Per schivare il malcelato rischio di restare fulminati per aver osato guardarla nella sua nudità, valutata ‘na vergogna’ da un ‘Pretozzo’ fra gli accorsi con corde e scale intorno al pozzo dal quale – secondo la descrizione di Trilussa – si era levato il grido d’aiuto della Verità, ormai sommersa dall’acqua fino ‘ar gargarozzo’, fu accolta col favore di tutti la proposta del prete “de coprilla un po’ per uno”.
In un battibaleno il pozzo si riempì dei più diversi indumenti lanciati dai presenti per risolvere pretestuosamente “un affare sconveniente” per addotti motivi di buoncostume, a danno dell’individualità della Verità. Che, infatti, uscita dal pozzo ricoperta da vesti non sue, non mancò di lamentare l’offesa subita, stornellando: “Fior de cicuta,
Ner modo che m’avete combinata
Purtroppo nun sarò riconosciuta!”
Passa il tempo. Cambiano e passano le generazioni.

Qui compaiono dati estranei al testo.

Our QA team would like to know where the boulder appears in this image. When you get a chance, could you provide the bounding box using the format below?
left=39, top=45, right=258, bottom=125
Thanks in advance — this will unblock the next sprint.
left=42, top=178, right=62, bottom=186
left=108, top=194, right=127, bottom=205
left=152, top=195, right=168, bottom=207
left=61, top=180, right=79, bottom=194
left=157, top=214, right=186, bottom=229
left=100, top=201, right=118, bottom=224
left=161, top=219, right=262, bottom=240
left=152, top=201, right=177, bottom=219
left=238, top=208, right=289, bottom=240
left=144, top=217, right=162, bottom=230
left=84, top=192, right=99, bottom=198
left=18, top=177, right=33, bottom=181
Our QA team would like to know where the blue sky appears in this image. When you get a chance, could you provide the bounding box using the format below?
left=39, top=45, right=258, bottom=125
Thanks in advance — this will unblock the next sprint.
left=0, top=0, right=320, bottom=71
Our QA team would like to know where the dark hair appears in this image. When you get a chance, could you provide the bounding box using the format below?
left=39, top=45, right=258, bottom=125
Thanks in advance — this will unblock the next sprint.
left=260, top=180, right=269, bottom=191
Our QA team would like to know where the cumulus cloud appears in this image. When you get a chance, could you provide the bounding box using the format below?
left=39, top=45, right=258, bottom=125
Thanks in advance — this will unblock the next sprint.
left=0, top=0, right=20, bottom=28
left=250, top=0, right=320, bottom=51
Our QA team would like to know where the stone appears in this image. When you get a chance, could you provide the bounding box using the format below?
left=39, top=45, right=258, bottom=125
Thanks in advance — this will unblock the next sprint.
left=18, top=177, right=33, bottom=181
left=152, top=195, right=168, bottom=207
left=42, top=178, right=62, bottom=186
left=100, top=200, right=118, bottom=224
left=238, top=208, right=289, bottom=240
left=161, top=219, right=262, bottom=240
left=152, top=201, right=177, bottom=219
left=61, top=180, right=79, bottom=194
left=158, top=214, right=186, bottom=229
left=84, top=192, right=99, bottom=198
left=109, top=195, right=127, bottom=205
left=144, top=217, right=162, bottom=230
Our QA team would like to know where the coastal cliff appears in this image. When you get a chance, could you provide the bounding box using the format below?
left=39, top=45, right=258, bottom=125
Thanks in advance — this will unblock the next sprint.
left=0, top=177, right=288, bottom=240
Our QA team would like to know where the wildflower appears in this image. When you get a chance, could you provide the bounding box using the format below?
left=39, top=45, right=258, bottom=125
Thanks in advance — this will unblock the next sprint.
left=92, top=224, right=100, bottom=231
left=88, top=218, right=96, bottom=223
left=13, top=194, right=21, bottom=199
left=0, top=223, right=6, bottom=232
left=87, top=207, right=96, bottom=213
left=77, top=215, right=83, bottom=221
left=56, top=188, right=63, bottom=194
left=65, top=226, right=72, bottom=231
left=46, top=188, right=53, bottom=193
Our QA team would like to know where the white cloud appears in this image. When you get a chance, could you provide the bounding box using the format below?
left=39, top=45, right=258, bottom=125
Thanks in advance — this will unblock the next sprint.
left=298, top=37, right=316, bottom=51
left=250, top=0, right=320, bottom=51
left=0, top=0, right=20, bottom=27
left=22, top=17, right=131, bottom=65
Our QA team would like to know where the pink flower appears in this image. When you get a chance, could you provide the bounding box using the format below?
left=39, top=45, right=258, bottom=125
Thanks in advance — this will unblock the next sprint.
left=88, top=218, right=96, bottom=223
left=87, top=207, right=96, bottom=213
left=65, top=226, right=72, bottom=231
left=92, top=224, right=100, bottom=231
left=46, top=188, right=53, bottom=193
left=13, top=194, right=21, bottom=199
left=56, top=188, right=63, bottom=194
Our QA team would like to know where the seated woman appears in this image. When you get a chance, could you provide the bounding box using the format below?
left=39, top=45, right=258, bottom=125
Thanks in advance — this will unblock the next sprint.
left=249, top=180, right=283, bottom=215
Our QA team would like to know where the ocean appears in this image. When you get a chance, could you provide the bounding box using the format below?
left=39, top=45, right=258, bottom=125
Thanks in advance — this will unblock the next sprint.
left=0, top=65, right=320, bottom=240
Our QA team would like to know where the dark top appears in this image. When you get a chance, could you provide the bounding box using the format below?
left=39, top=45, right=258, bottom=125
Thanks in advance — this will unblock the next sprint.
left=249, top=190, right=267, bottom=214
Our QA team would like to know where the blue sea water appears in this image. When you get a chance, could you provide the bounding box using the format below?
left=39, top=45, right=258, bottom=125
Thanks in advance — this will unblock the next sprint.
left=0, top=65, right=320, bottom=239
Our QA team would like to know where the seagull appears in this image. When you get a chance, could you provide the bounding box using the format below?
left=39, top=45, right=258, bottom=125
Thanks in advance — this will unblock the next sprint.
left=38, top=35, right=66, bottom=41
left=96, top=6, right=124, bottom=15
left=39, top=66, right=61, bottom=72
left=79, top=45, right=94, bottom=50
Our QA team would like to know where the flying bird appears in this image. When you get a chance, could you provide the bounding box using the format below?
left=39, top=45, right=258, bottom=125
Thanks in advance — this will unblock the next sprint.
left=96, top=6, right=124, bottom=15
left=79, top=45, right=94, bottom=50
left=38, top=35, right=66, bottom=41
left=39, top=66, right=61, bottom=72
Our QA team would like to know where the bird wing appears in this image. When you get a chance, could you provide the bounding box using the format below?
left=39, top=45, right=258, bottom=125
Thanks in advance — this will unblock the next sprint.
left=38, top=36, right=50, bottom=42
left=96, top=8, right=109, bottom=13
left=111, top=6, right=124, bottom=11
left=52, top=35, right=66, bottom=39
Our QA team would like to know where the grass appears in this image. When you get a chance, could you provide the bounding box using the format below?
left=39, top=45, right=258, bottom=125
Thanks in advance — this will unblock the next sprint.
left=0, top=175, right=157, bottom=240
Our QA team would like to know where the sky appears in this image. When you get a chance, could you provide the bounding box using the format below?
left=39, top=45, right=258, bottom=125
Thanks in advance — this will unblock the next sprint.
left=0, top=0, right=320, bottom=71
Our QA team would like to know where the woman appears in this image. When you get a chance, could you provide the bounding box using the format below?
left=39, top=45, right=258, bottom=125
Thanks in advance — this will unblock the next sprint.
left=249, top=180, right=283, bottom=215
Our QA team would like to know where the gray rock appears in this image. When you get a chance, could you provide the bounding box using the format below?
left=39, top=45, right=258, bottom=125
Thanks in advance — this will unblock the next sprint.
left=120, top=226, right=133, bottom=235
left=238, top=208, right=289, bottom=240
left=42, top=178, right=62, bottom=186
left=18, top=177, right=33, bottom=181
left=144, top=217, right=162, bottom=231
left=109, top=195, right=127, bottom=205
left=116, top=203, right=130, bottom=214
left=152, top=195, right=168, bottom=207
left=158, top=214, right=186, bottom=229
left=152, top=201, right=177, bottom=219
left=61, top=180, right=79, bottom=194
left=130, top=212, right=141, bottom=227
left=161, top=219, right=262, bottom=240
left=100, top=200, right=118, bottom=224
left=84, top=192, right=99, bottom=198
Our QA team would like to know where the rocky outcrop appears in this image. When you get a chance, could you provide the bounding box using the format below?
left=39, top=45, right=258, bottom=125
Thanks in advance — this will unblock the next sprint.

Non cambia e permane immarcescibile il dannato malcostume di tacitare ad ogni costo verità scomode, di falsare fatti e giudizi ad onta persino delle leggi e della giustizia, senza farsi scrupolo delle lesioni causate alle persone nella loro dignità, nei loro diritti fondamentali e nei loro beni individuali e materiali.
Operazioni spregiudicate condotte all’ombra dell’opportunismo per regolare i conti in faccende losche con condanne, diabolicamente truccate, a bere la cicuta.
Ma il tempo non passa invano e funge da cassaforte di tutto ciò che registra, pronto a restituire il dovuto al momento opportuno.
Sì: anche frammenti di verità nascoste e negate per periodi più o meno lunghi, interminabili per chi anela alla sua affermazione incontrastata.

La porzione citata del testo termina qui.